ТОП авторов и книг ИСКАТЬ КНИГУ В БИБЛИОТЕКЕ
— В лесу!..
Мы обедаем грибами. Жарим их с луком и сметаной. Насколько они вкусней тех, что бабки продают кучками, уверяя легковерных покупателей, будто червь в них и не ночевал... А если и был один, то лишь «провод»... «Проводом» в наших местах называют твердого чешуйчатого червяка, который не портит гриб, а проедает его насквозь и уходит, оставив два отверстия — входное и выходное,— как от продетого провода...
Писатель Иван Лажечников в романе «Немного лет назад» описывает встречу в этом лесу с незнакомцем. «— Чего ты боишься? — повторил я.
— Испужался, сударь, словно вы передо мною с сосны свалились. У нас пошли новые распорядки, как француз стал управлять нами. В лесу этом запрещено брать грибы и ягоды, а я имею билет только на другие угодья...
— Как билет?
Он вынул из жилета зеленую бумажку. На ней напечатано было красивым английским шрифтом, с разными фигурами и атрибутами, что предъявитель сего имеет право собирать грибы, ягоды и прочие фрукты (курсив Лажечникова) в рощах и лесах госпожи статской советницы К. А. Можайской, а кто пойман будет без билета или попадется в рощах господского сада, с того берется штрафу 1 руб. серебром...
— А за билет берут деньги?
— Грех сказать, не берут, выдают даром из конторы. На будущий год, говорят, будут голубые, а на предбудущий красные...»
Это наш лес. В лесничестве он значится как «третий обход». Здесь собираем мы грибы, ягоды и прочие «фрукты» без всякого билета. Сколько раз мы обходили эти места! Здесь знакома мне каждая просека, каждая поляна. Наш лес — это ландыши, незабудки, фиалки. Шум осин, лепечущих что-то в свое оправдание. Жаркое дыхание соснового бора и березовая роща, куда приводит одна из просек. Сначала березы только с одной стороны, а потом и с другой, и со всех сторон... И даже жуть берет от этой белизны, как бывает жутко в безвыходном сне...
Я особенно люблю ярко озаренные стволы берез перед стеной густого леса. В глубине его те же березы тускло кое-где просвечивают в сумраке разнородной чащи.
Как белы они перед закатом!
И еще я люблю невысокое солнце между стволов, когда свет будто пробегает по лесу на четвереньках.
...А где же на карте усадьба «Дубки»? Этот ветхий, потемневший от времени бревенчатый дом с четырьмя фальшивыми колоннами на обоих фасадах и овальными окнами построила для своей дочери княгиня Ливен. Перед фасадом, обращенным к реке, тянется ряд вековых неохватных дубов, давших усадьбе название,— когда-то они были «дубками»...

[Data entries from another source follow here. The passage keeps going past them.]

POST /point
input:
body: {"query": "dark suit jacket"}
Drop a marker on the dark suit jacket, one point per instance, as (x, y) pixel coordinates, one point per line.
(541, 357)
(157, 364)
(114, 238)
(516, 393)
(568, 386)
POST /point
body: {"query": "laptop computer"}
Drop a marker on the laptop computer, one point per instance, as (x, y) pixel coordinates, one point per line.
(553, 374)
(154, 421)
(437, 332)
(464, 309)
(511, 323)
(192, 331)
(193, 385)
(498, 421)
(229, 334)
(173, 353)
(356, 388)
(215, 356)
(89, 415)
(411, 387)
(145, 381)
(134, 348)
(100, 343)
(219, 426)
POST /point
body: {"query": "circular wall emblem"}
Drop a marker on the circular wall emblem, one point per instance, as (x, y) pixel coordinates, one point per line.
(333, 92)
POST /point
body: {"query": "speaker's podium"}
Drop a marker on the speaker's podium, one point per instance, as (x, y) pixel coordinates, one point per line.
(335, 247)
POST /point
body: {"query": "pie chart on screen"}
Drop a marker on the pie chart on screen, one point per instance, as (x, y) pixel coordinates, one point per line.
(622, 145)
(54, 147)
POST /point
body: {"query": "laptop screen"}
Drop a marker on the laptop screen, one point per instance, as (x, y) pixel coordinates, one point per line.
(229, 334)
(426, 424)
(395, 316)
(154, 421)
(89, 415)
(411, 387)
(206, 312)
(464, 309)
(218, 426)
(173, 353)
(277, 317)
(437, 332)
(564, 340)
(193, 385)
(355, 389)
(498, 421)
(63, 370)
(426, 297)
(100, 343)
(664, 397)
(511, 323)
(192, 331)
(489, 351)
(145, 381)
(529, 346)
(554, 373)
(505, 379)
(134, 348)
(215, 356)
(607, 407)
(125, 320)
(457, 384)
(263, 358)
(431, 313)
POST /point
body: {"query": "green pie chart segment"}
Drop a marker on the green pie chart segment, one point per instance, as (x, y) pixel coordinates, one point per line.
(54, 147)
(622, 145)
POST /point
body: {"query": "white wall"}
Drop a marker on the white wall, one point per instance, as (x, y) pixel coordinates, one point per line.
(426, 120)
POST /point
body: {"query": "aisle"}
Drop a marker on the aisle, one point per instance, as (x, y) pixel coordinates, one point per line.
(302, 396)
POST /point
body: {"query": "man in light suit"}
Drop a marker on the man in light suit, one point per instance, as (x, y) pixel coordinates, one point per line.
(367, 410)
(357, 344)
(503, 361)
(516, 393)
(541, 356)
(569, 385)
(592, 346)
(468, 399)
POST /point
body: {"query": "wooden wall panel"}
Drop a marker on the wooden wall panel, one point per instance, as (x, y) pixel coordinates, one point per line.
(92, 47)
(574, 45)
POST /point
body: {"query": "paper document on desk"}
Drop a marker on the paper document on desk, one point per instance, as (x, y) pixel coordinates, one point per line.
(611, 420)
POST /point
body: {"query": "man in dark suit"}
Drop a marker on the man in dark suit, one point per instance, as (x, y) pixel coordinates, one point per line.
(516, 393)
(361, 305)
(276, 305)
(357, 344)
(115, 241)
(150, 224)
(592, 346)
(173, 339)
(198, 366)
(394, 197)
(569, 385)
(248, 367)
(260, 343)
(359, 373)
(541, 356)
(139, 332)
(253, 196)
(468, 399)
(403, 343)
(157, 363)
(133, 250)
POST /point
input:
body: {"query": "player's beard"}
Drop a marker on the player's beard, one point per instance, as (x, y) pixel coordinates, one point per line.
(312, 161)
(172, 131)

У княгини Ливен было трое детей —- сыновья Андрей, Петр и дочь Маша. Андрей был бездельником и шалопаем, Петр — домашние звали его Петрик — книгочием и полиглотом. В библиотеке ливенского дома-дворца, по воспоминаниям В. Афанасьевой, бывавшей там в 1910—1911 годах и приславшей мне большое письмо с фотографиями тех лет после публикации этих записок и журнале «Москва», было большое собрание книг на русском, французском, немецком и английском языках, и на каждой была надпись — «Петрик Ливен».
Петрик был деятельным, энергичным. Всегда в кругу деревенской молодежи. Это ему принадлежит заслуга создания первой футбольной команды в своей округе.

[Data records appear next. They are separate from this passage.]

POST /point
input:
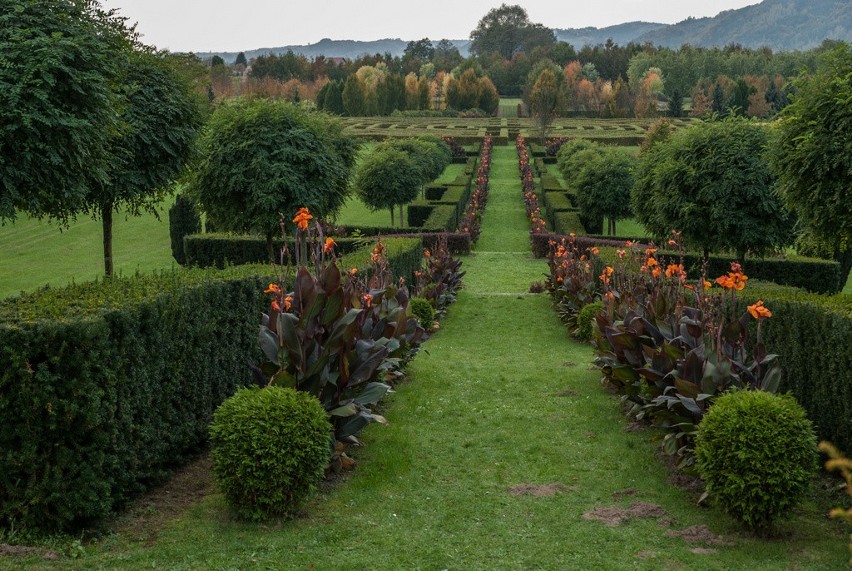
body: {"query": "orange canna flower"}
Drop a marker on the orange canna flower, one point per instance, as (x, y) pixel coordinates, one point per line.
(674, 270)
(725, 282)
(758, 310)
(329, 245)
(302, 218)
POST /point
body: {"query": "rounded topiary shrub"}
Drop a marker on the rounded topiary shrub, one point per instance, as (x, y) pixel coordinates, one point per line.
(757, 454)
(586, 320)
(270, 448)
(422, 310)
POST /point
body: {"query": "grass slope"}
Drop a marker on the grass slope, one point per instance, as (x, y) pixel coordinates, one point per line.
(500, 401)
(34, 252)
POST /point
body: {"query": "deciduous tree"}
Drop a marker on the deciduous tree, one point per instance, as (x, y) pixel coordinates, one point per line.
(507, 30)
(812, 155)
(265, 158)
(711, 182)
(603, 186)
(160, 118)
(60, 61)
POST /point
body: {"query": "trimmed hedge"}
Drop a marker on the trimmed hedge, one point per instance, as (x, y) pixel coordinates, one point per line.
(435, 191)
(98, 404)
(183, 220)
(418, 212)
(541, 242)
(565, 222)
(811, 334)
(812, 274)
(219, 250)
(443, 216)
(558, 201)
(108, 385)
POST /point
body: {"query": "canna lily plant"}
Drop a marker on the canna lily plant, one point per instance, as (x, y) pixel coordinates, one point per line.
(670, 347)
(333, 337)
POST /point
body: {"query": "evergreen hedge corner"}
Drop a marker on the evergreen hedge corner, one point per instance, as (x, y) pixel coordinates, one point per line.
(106, 386)
(183, 220)
(101, 404)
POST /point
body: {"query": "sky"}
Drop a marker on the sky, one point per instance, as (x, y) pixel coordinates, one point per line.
(241, 25)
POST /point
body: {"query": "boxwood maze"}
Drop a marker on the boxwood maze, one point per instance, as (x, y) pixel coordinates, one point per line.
(106, 386)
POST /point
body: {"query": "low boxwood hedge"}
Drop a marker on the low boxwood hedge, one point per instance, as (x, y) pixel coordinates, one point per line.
(107, 385)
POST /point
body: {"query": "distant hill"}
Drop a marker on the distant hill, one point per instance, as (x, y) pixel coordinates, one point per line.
(349, 49)
(621, 34)
(777, 24)
(782, 25)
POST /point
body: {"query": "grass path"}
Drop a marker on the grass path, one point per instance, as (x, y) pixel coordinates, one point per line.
(499, 407)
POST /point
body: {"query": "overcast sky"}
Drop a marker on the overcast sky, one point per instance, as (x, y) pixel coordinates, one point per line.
(238, 25)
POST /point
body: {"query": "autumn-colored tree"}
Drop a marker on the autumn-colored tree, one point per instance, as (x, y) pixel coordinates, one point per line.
(412, 91)
(353, 97)
(547, 100)
(488, 96)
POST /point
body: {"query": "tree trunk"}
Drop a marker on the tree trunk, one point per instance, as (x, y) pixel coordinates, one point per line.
(844, 257)
(270, 251)
(106, 221)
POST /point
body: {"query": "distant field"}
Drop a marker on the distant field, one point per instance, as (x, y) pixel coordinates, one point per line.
(619, 131)
(34, 253)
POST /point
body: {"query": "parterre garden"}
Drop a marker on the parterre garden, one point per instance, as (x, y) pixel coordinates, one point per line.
(416, 343)
(288, 375)
(498, 438)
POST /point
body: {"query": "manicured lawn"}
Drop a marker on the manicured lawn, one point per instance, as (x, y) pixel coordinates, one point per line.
(34, 253)
(499, 444)
(356, 213)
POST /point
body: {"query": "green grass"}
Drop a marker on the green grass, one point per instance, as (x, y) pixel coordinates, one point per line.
(36, 252)
(356, 213)
(500, 398)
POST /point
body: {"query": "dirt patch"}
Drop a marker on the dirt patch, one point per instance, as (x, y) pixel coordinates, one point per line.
(610, 517)
(698, 534)
(635, 426)
(568, 393)
(678, 477)
(626, 492)
(148, 514)
(645, 509)
(25, 551)
(614, 516)
(540, 490)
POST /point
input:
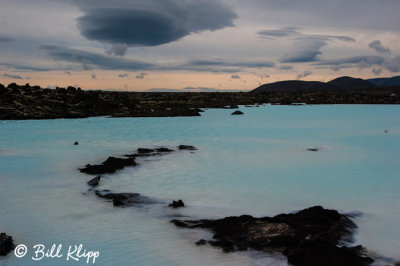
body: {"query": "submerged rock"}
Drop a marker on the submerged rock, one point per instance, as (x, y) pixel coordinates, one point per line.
(187, 147)
(308, 237)
(111, 165)
(95, 181)
(237, 113)
(6, 244)
(176, 204)
(145, 151)
(125, 199)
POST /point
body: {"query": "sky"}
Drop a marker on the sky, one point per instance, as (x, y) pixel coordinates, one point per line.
(195, 45)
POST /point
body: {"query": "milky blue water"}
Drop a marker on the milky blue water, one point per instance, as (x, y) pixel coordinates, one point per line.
(254, 164)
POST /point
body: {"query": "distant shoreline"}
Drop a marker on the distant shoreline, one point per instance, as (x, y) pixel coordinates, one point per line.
(33, 102)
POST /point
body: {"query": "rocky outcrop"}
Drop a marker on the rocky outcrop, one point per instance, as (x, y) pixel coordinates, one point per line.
(6, 244)
(34, 102)
(111, 165)
(187, 147)
(125, 199)
(238, 112)
(308, 237)
(176, 204)
(94, 182)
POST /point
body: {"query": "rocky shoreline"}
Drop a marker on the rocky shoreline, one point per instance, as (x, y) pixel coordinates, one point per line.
(33, 102)
(309, 237)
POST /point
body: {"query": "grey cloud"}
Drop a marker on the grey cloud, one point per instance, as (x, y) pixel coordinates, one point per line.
(284, 32)
(220, 62)
(293, 32)
(286, 67)
(376, 71)
(5, 39)
(378, 47)
(304, 51)
(88, 59)
(393, 64)
(12, 76)
(117, 49)
(304, 74)
(349, 14)
(141, 75)
(152, 22)
(359, 60)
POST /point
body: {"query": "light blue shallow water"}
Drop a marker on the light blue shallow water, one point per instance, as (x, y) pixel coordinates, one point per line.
(256, 164)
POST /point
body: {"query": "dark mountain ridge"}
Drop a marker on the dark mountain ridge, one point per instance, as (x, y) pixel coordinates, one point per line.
(341, 83)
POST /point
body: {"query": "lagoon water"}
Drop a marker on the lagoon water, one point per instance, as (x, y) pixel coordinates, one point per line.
(255, 164)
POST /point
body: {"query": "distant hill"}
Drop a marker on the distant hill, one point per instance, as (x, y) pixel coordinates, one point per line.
(384, 82)
(342, 83)
(351, 83)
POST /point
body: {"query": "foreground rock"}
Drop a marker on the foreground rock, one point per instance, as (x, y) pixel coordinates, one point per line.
(6, 244)
(308, 237)
(111, 165)
(95, 181)
(176, 204)
(237, 113)
(125, 199)
(187, 147)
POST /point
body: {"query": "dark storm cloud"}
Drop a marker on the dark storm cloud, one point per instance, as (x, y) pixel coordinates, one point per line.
(284, 32)
(220, 62)
(89, 60)
(304, 74)
(286, 67)
(294, 32)
(361, 60)
(12, 76)
(150, 23)
(376, 71)
(348, 14)
(141, 75)
(378, 47)
(26, 67)
(304, 51)
(392, 64)
(306, 48)
(5, 39)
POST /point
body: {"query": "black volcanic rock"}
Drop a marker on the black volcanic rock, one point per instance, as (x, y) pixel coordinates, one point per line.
(308, 237)
(238, 112)
(111, 165)
(94, 182)
(125, 199)
(177, 204)
(294, 85)
(187, 147)
(350, 83)
(6, 244)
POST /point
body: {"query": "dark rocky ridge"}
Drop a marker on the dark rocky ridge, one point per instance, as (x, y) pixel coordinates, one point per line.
(33, 102)
(308, 237)
(6, 244)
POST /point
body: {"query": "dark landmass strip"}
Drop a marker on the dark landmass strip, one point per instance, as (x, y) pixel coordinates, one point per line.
(6, 244)
(32, 102)
(308, 237)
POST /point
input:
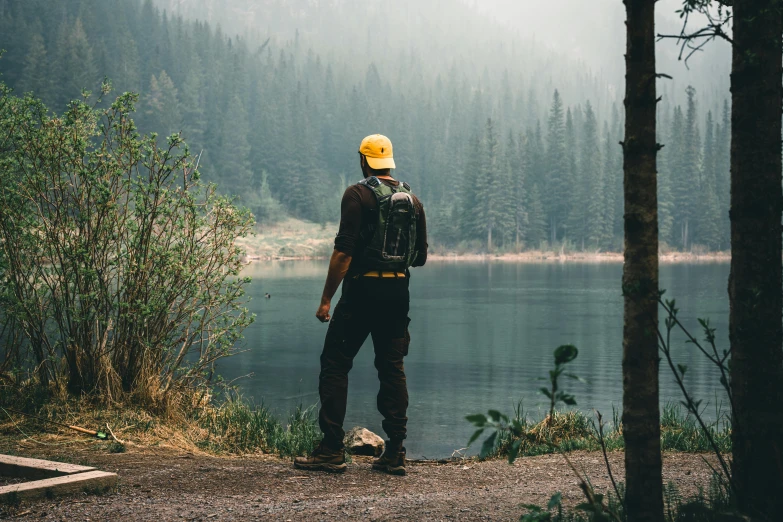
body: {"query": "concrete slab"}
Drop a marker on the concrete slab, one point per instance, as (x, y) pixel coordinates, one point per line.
(34, 469)
(88, 481)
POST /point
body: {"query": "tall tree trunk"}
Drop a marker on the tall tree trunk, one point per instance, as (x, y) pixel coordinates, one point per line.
(755, 281)
(641, 416)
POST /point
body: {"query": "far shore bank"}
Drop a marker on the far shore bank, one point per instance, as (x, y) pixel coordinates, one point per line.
(531, 257)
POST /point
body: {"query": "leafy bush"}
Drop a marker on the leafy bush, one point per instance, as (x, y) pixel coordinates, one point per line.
(118, 267)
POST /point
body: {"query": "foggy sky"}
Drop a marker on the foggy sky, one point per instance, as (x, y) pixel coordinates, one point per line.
(593, 31)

Но теплее других вспоминают Машу.
Говорят, что княжна была необыкновенно хороша собой. Против воли матери она вышла за музыканта Большого театра, скрипача Конюса, годами много старше себя, и бежала с ним из дому. Со временем мать простила ее, но пожелала, чтобы «молодые» жили отдельно. И построила им этот дом поодаль от себя, в лесу. Вскоре началась революция. Ливены бежали за границу. Дом даже не успели оштукатурить.
После Великой Отечественной войны кто-то из воскре-сенцев встретил в Маньчжурии пожилую даму. Она жадно расспрашивала о Спасском, об имении в парке, о доме в «Дубках» и плакала... Это была Маша Ливен, бывшая красавица, обносившая в престольные праздники крестьян конфетами на подносе.

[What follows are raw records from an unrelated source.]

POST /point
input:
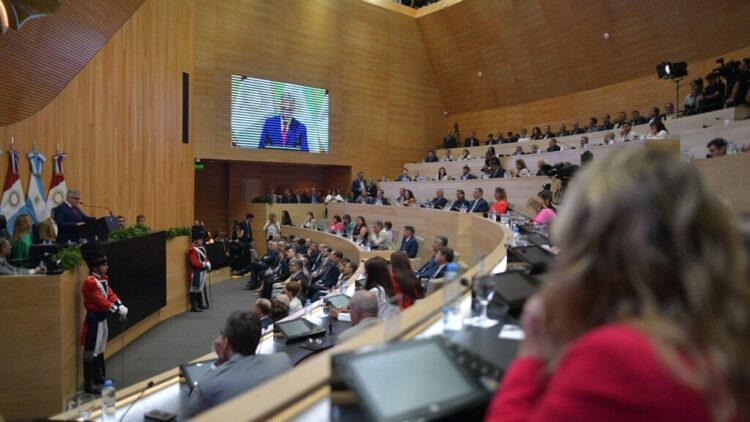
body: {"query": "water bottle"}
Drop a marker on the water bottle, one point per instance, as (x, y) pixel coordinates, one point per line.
(109, 401)
(452, 319)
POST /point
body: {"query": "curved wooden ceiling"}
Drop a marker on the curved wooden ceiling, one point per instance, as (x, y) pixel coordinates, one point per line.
(46, 53)
(529, 50)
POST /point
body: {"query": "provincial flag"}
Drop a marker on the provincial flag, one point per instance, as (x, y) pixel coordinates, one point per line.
(57, 187)
(35, 201)
(12, 204)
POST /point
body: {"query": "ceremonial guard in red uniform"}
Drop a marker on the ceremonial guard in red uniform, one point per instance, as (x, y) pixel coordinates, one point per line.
(200, 266)
(99, 301)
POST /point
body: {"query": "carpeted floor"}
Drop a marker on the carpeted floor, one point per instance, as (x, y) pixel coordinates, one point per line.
(181, 338)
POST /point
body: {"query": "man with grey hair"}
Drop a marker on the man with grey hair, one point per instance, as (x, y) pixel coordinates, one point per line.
(363, 311)
(284, 131)
(379, 239)
(68, 217)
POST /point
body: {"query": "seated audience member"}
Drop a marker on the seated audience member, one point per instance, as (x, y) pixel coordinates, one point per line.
(586, 158)
(337, 225)
(713, 94)
(238, 368)
(658, 131)
(501, 201)
(576, 129)
(622, 117)
(630, 292)
(541, 214)
(439, 201)
(692, 104)
(447, 156)
(443, 257)
(405, 283)
(379, 239)
(409, 243)
(472, 140)
(466, 173)
(442, 175)
(593, 125)
(627, 134)
(279, 308)
(429, 268)
(717, 148)
(553, 145)
(263, 311)
(669, 112)
(636, 118)
(495, 171)
(380, 199)
(45, 231)
(478, 204)
(363, 314)
(5, 267)
(460, 204)
(521, 170)
(740, 91)
(546, 197)
(404, 177)
(21, 241)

Крестьяне ее любили. За красоту, за веселый, простой нрав. За своеволие. До сих пор передают историю ее побега. Как она отправилась вечером на верховую прогулку, взяв с собой старого слугу. Как они переехали реку и достигли Рязанской дороги. Здесь Машу ожидала коляска. На глазах оторопевшего слуги Маша пересела в нее.
— Отведи мою лошадь домой,— сказала она.— Я не вернусь...
Должно быть, все это вспоминала, плача, пожилая дама, встретив своего земляка, советского солдата, за тысячи верст от этих мест.
С семьей князей Ливен года три назад я встретилась также, читая воспоминания В. Шверубовича, сына В. И. Качалова.
Семья Качаловых лето 1908 года гостила в Спасском. Одновременно с ними в Спасском гостил художник Константин Коровин, писавший там свою жену, Надю Кома-ровскую, на завитой хмелем террасе. «...Надя Комаров-ская в красной шелковой кофте позировала ему для пятна-контраста».
В лесничестве я впервые услышала о Покровском. Я спросила Ямашева, сколько лет тем громадным пушистым лиственницам и темным елям, что растут у «Россетовской» поляны.
— Это посадки девятьсот десятого года,— сказал лесничий.— Учитель Покровский сажал тут лес со своими учениками...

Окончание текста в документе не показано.